A prefeita de Fortaleza, Luizianne Lins, foi
denunciada pelo Ministério Público do Estado do Ceará por ato de
improbidade administrativa por suposto uso de cartões corporativos no
ano de 2007. A ação é da Procuradoria dos Crimes Contra a Administração
Pública (Procap) e da Promotoria de Justiça de Defesa do Patrimônio
Público.
A denúncia-crime foi ajuizada pelo Ministério Público
no último dia 24 de novembro. Além da prefeita, as assessoras Helena
Rodrigues Barroso, coordenadora do Gabinete da Prefeita de Fortaleza, e
Nágela Raposo Alves também foram denunciadas pela suposta
irregularidade.
De acordo com comunicado divulgado pela Procap,
as denunciadas teriam usado dinheiro público de forma indevida, através
de uso de cartões corporativos em 2007 para efetuar despesas ilegais,
sem prestar contas ao Órgão competente.
Questionadas pelo
Tribunal de Contas dos Municípios sobre a ilegalidade das despesas,
ainda tentaram se redimir devolvendo parte do dinheiro.
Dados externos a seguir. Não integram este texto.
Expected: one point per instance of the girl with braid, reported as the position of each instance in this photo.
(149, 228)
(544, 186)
A devolução,
porém, não as livra da prática do crime e do ato de improbidade.
Na
ação civil pública, os promotores requerem o ressarcimento integral do
dano causado ao Erário Público Municipal no valor total atualizado de R$
37.924,47, sendo R$ 31.627,91 de responsabilidade da própria prefeita;
R$ 962,76 de Nágela Raposo Alves e R$ 5.333,80 de Helena Rodrigues
Barroso.
A ação requer ainda a perda da função pública da
prefeita e das duas assessoras, além da suspensão dos direitos políticos
de oito a dez anos para cada uma e pagamento de multa civil de até três
vezes o valor do acréscimo patrimonial, assim considerado o valor a ser
ressarcido.
A assessoria de comunicação da Prefeitura de
Fortaleza informou ao O POVO Online que vai se pronunciar apenas quando
for notificada da denúncia, mas adiantou que o caso já foi analisado
pelo Tribunal de Contas do Município (TCM).
Em agosto deste ano,
o TCM julgou procedente a Tomada de Contas Especial realizada para
apurar as denúncias. Foram aplicadas multas de R$ 8.512,00 para Helena
Barroso, chefe de Gabinete à época, R$ 6.834,00 para a prefeita
Luizianne Lins (PT) e de R$ 2.128,00 para Nágela Raposo. Como foi um
julgamento da primeira câmara da decisão cabe recurso ao pleno do
próprio Tribunal de Contas.fonte o povo online.